Prazo de dez anos irrita Polícia Federal
A proposta inicial entregue pela defesa previa a devolução do montante em dez anos. Investigadores da Polícia Federal (PF) interpretaram o período como manobra para, no decorrer do processo, tentar anular etapas da investigação e, assim, suspender ou até reaver valores já pagos. O órgão rejeitou a delação sob o argumento de que o conteúdo era superficial e trazia poucas informações inéditas.
A Procuradoria-Geral da República (PGR) ainda analisa o material e sinalizou que só avançará se o acordo for reforçado: exige ressarcimento imediato e valor elevado para pelo menos R$ 60 bilhões.
Troca de advogados após atrito no Supremo
Em meio às negociações, Vorcaro desfez o contrato com o criminalista José Luiz Oliveira Lima, o Juca, na sexta-feira (22). Fontes ligadas ao caso relatam que o advogado teve desentendimento com o relator no STF, ministro André Mendonça. Juca teria sugerido recorrer à Segunda Turma da Corte caso Mendonça negasse a delação, o que foi entendido como pressão.
Sem o antigo defensor, Vorcaro mantém provisoriamente o advogado Sérgio Leonardo e procura novo representante; o nome de Daniel Bialski é cogitado por ter bom trânsito entre ministros.
Família na mira e pressão crescente
A tensão aumentou após a prisão do pai de Vorcaro, Henrique, do cunhado Fabiano Zettel e do primo Felipe Vorcaro. Na semana passada, a Segunda Turma do STF manteve o pai e o primo detidos, intensificando a pressão para que o ex-banqueiro apresente colaboração considerada efetiva por PF e PGR.

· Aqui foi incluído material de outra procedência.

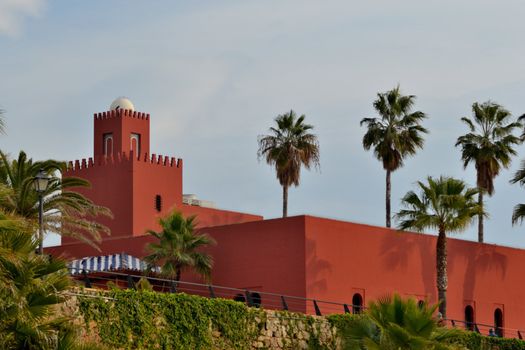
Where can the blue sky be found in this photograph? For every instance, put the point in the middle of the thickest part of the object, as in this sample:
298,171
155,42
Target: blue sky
214,74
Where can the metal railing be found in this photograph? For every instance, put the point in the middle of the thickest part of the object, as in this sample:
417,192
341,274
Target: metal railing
255,298
485,329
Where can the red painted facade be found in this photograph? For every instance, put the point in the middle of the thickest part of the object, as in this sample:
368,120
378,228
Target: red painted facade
301,256
132,183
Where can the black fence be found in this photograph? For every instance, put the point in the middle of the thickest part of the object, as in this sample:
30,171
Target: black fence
254,298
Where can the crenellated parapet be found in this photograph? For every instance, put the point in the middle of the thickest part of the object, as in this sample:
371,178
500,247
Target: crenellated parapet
121,113
122,158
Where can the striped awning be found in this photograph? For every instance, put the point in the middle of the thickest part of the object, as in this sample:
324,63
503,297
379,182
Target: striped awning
111,262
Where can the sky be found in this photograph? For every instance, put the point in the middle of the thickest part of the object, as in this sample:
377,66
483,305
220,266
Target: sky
214,75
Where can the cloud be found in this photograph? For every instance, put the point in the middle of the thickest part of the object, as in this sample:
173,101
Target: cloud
13,12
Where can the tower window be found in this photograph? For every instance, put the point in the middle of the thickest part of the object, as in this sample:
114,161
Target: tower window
357,303
498,322
107,143
134,144
158,202
469,318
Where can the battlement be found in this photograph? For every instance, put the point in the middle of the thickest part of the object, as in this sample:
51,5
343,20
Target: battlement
121,113
120,158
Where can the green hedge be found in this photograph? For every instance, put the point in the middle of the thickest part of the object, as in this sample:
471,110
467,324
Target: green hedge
472,340
469,340
147,320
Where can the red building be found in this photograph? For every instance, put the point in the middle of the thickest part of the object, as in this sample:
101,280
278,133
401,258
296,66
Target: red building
300,256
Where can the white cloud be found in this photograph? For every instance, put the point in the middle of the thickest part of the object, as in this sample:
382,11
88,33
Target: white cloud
13,12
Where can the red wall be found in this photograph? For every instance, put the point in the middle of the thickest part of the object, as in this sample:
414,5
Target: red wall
343,258
111,186
207,217
331,260
121,123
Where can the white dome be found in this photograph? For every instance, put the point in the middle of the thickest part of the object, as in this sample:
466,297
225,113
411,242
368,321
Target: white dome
121,103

Condições de custódia variam
No início de maio, Mendonça transferiu Vorcaro de uma sala de Estado-Maior para cela comum na Superintendência da PF em Brasília. Depois da saída de Juca, o ministro autorizou o retorno do investigado à acomodação especial, gesto visto por interlocutores como sinal de que o diálogo não está interrompido.

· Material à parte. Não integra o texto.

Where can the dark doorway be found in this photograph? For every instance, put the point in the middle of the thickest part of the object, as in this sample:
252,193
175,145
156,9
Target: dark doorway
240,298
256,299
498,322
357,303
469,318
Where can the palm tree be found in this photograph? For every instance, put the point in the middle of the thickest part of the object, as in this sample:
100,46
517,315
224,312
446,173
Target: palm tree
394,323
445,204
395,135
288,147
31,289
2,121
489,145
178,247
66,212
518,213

Conteúdo considerado insuficiente
A PF avalia que os anexos entregues em maio, após sucessivos adiamentos, pouco acrescentam ao que já foi obtido por quebras de sigilo, apreensões e perícias em celulares. Mesmo que a PGR se manifeste a favor, a homologação final depende de Mendonça; em caso de recusa, a defesa poderá levar o tema ao colegiado da Segunda Turma ou apresentar nova proposta.
Enquanto tenta renegociar valores e prazos, Vorcaro aposta que um eventual reconhecimento de nulidades processuais pelo STF possa reduzir danos patrimoniais e penais. Por ora, porém, a colaboração permanece sem aval definitivo dos órgãos de investigação.